{ } Raw JSON

bundles / numpy 2.4.4 / numpy / isin

_ArrayFunctionDispatcher

numpy:isin

source: /numpy/lib/_arraysetops_impl.py :958

Signature

def   isin ( element test_elements assume_unique = False invert = False * kind = None )

Summary

Calculates element in test_elements, broadcasting over element only. Returns a boolean array of the same shape as element that is True where an element of element is in test_elements and False otherwise.

Parameters

element : array_like

Input array.

test_elements : array_like

The values against which to test each value of element. This argument is flattened if it is an array or array_like. See notes for behavior with non-array-like parameters.

assume_unique : bool, optional

If True, the input arrays are both assumed to be unique, which can speed up the calculation. Default is False.

invert : bool, optional

If True, the values in the returned array are inverted, as if calculating element not in test_elements. Default is False. np.isin(a, b, invert=True) is equivalent to (but faster than) np.invert(np.isin(a, b)).

kind : {None, 'sort', 'table'}, optional

The algorithm to use. This will not affect the final result, but will affect the speed and memory use. The default, None, will select automatically based on memory considerations.

  • If 'sort', will use a mergesort-based approach. This will have a memory usage of roughly 6 times the sum of the sizes of element and test_elements, not accounting for size of dtypes.

  • If 'table', will use a lookup table approach similar to a counting sort. This is only available for boolean and integer arrays. This will have a memory usage of the size of element plus the max-min value of test_elements. assume_unique has no effect when the 'table' option is used.

  • If None, will automatically choose 'table' if the required memory allocation is less than or equal to 6 times the sum of the sizes of element and test_elements, otherwise will use 'sort'. This is done to not use a large amount of memory by default, even though 'table' may be faster in most cases.

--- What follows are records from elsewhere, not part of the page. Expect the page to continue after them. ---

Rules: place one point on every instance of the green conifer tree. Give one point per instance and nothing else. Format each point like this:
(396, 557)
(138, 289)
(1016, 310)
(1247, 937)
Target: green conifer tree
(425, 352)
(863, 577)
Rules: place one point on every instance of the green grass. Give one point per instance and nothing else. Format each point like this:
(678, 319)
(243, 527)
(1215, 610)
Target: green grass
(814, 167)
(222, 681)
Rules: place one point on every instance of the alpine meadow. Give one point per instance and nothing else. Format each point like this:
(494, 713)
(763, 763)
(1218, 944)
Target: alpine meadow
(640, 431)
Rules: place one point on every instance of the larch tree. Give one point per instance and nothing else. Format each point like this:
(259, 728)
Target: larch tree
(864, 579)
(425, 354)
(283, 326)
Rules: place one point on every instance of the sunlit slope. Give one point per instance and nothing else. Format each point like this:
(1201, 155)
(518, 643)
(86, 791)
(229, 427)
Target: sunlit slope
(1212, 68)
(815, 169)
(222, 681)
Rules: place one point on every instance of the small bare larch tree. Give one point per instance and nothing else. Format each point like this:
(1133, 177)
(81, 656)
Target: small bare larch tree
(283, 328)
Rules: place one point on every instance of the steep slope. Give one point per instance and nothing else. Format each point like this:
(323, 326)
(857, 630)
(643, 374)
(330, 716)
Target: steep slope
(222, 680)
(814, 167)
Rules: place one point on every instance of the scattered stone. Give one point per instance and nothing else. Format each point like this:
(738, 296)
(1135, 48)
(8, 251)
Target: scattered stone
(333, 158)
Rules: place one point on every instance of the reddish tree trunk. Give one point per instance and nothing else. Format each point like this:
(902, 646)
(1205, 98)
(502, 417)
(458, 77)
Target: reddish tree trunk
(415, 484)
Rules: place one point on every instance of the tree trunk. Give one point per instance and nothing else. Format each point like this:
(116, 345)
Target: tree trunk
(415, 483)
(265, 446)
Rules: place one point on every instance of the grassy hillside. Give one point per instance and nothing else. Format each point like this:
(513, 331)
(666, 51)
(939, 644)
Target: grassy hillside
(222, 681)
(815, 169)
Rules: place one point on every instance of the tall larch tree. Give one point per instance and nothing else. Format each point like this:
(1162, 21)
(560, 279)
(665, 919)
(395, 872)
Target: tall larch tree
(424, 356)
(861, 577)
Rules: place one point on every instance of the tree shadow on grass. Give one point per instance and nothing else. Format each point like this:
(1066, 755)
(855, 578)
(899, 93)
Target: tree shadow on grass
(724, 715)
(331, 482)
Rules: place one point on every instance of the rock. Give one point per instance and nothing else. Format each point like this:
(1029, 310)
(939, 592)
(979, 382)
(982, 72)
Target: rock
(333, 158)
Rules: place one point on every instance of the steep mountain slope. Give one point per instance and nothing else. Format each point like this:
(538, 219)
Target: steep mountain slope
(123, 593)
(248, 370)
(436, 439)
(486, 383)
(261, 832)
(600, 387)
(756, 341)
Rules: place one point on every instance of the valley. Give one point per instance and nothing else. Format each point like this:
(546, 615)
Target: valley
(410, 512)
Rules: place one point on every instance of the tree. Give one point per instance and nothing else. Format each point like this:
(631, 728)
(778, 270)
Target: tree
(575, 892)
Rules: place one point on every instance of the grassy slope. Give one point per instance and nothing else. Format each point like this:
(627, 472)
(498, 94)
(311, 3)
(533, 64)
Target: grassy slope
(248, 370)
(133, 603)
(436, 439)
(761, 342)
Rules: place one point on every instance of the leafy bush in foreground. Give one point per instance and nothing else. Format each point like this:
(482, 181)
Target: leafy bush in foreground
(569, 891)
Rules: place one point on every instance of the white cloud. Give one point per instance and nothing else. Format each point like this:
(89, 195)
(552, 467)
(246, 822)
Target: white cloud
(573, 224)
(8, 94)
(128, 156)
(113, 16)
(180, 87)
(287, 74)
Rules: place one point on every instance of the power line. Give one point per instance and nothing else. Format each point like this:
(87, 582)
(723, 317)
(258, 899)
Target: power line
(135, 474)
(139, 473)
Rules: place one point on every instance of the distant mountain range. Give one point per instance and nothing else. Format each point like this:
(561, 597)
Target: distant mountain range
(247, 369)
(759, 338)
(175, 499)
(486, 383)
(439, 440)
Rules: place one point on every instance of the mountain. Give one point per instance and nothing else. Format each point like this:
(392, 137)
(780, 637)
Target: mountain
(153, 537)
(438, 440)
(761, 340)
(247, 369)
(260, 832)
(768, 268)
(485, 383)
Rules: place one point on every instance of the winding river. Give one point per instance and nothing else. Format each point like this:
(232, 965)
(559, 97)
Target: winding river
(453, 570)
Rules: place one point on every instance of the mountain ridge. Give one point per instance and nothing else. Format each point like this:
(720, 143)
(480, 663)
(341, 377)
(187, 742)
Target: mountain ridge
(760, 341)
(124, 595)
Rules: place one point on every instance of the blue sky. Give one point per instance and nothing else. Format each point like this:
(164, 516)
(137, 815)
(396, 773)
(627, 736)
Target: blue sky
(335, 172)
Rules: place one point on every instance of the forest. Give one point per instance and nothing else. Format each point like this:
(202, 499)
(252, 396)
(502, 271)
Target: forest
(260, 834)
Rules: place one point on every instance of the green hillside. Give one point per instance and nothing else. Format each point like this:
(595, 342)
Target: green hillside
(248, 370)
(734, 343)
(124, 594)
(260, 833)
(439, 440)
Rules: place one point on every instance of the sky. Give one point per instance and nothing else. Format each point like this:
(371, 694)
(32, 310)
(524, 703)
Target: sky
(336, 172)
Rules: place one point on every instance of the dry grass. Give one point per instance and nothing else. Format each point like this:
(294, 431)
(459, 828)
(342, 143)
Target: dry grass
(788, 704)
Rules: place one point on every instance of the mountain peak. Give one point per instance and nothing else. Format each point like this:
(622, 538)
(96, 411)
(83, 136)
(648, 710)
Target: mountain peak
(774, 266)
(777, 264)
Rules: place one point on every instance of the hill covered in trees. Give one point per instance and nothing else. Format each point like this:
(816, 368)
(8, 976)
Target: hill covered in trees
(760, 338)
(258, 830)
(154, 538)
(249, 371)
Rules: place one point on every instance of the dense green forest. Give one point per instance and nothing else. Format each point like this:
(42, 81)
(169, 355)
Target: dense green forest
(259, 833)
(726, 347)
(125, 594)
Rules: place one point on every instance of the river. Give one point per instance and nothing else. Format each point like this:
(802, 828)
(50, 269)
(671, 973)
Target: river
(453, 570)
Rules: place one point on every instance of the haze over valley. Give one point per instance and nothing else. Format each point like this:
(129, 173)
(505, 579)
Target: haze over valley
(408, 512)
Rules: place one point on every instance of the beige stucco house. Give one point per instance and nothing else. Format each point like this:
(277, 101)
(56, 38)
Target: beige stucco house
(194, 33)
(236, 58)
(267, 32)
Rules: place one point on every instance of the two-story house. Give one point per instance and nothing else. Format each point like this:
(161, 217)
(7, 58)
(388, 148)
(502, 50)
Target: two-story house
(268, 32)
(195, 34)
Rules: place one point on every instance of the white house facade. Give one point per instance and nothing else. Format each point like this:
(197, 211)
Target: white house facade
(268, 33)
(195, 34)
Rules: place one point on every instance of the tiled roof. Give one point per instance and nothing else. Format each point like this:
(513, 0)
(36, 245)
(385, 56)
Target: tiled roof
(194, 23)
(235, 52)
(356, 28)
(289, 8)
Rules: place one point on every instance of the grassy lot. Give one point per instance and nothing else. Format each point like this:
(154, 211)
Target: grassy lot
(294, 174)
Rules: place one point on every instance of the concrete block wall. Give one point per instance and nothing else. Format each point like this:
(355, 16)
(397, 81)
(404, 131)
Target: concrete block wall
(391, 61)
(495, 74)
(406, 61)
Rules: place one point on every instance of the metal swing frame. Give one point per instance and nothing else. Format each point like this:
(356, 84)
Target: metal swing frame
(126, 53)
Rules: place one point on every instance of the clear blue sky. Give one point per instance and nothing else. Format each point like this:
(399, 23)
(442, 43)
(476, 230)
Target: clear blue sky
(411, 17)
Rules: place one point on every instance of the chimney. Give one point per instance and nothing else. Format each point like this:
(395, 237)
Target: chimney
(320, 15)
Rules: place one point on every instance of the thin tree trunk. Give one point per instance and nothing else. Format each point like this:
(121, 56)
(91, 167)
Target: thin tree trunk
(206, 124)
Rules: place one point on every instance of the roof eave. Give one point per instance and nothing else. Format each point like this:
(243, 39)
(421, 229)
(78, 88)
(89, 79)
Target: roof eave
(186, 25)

If 'table' is chosen, assume_unique will have no effect.

Returns

isin : ndarray, bool

Has the same shape as element. The values element[isin] are in test_elements.

Notes

isin is an element-wise function version of the python keyword in. isin(a, b) is roughly equivalent to np.array([item in b for item in a]) if a and b are 1-D sequences.

element and test_elements are converted to arrays if they are not already. If test_elements is a set (or other non-sequence collection) it will be converted to an object array with one element, rather than an array of the values contained in test_elements. This is a consequence of the array constructor's way of handling non-sequence collections. Converting the set to a list usually gives the desired behavior.

Using kind='table' tends to be faster than kind='sort' if the following relationship is true: log10(len(test_elements)) > (log10(max(test_elements)-min(test_elements)) - 2.27) / 0.927, but may use greater memory. The default value for kind will be automatically selected based only on memory usage, so one may manually set kind='table' if memory constraints can be relaxed.

Examples

import numpy as np
element = 2*np.arange(4).reshape((2, 2))
element
test_elements = [1, 2, 4, 8]
mask = np.isin(element, test_elements)
mask
element[mask]
The indices of the matched values can be obtained with `nonzero`:
np.nonzero(mask)
The test can also be inverted:
mask = np.isin(element, test_elements, invert=True)
mask
element[mask]
Because of how `array` handles sets, the following does not work as expected:
test_set = {1, 2, 4, 8}
np.isin(element, test_set)
Casting the set to a list gives the expected result:
np.isin(element, list(test_set))

Aliases

  • numpy.isin